Fujitsu has been looking for a buyer, partners and other ways to turn around its chip operations, but spokesman Mokoto Koshi said nothing had been decided. Toshiba, which has concentrated on NAND-type flash memory chips used in portable music players and digital cameras, aims to cut costs by $3.3bn in the next business year.
System chips control multiple functions in electronics or cars and look like a maze of circuits on a single sliver of silicon, while discrete chips are simpler semiconductors and control functions inside bigger integrated microchips.
If Toshiba’s system and discrete chip operations and NEC Electronics merge, the combined business would have annual revenue of 1.5 trillion yen ($16.7bn), based on their 2007/08 sales. That would be bigger than the chip unit of Samsung Electronics at current exchange rates. Memory chips account for most of Samsung’s semiconductor sales.
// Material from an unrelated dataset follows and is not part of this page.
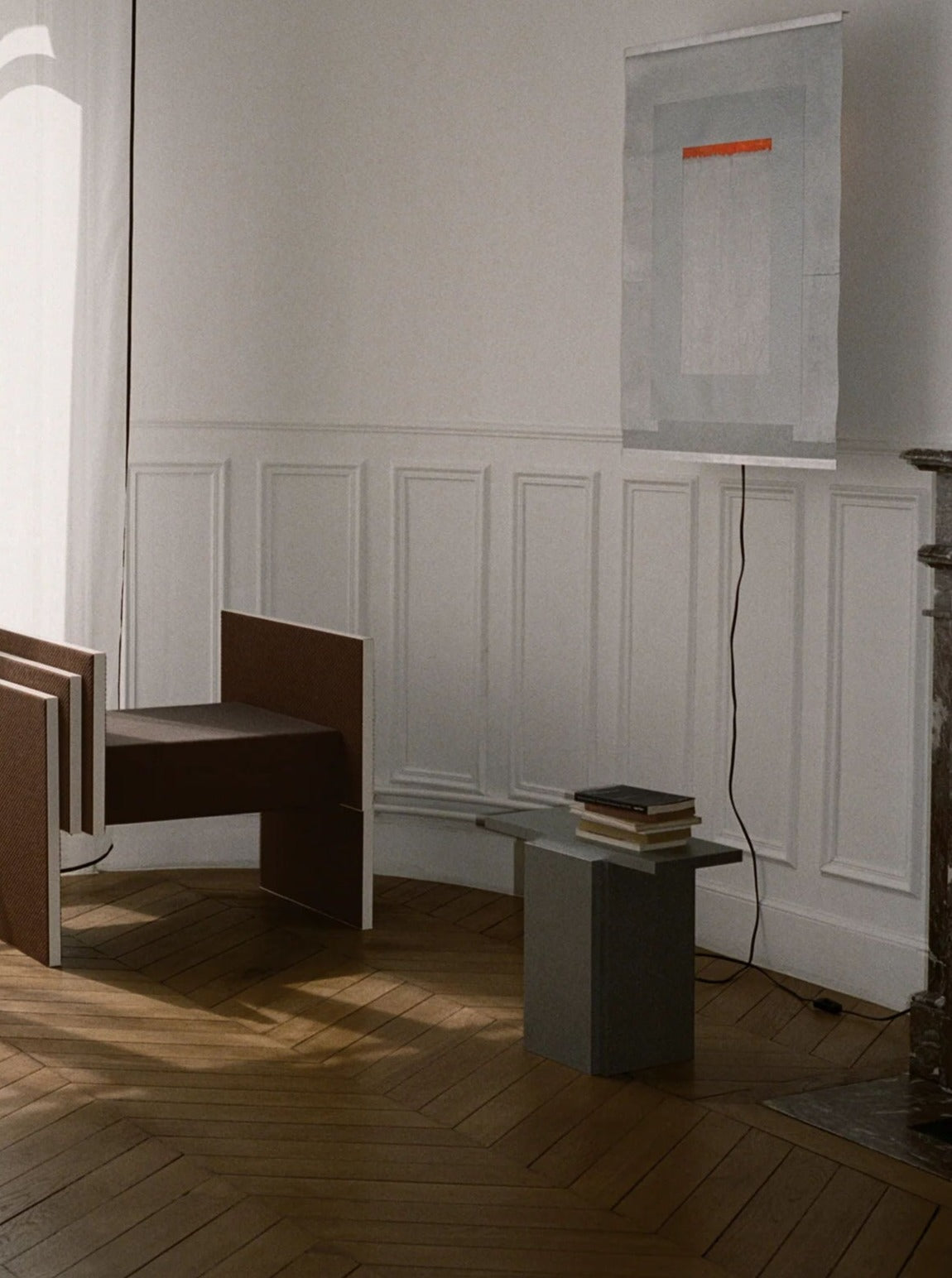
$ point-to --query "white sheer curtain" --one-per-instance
(64, 234)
Tatsuya Mizuno, a director at Fitch Ratings, said any merged entity would benefit from lower development costs and capital spending, but it would not necessarily mean a boost to competitiveness against global rivals. “It could be just like Elpida and Renesas, which had some good effects but did not result in definite strength,” he said.
Elpida Memory, which was born out of DRAM businesses of NEC and Hitachi Ltd, is in consolidation talks with Taiwanese chipmakers. Renesas Technology, a chipmaking joint venture of Hitachi and Mitsubishi Electric, is expected to book a net loss of about $2.2bn this business year.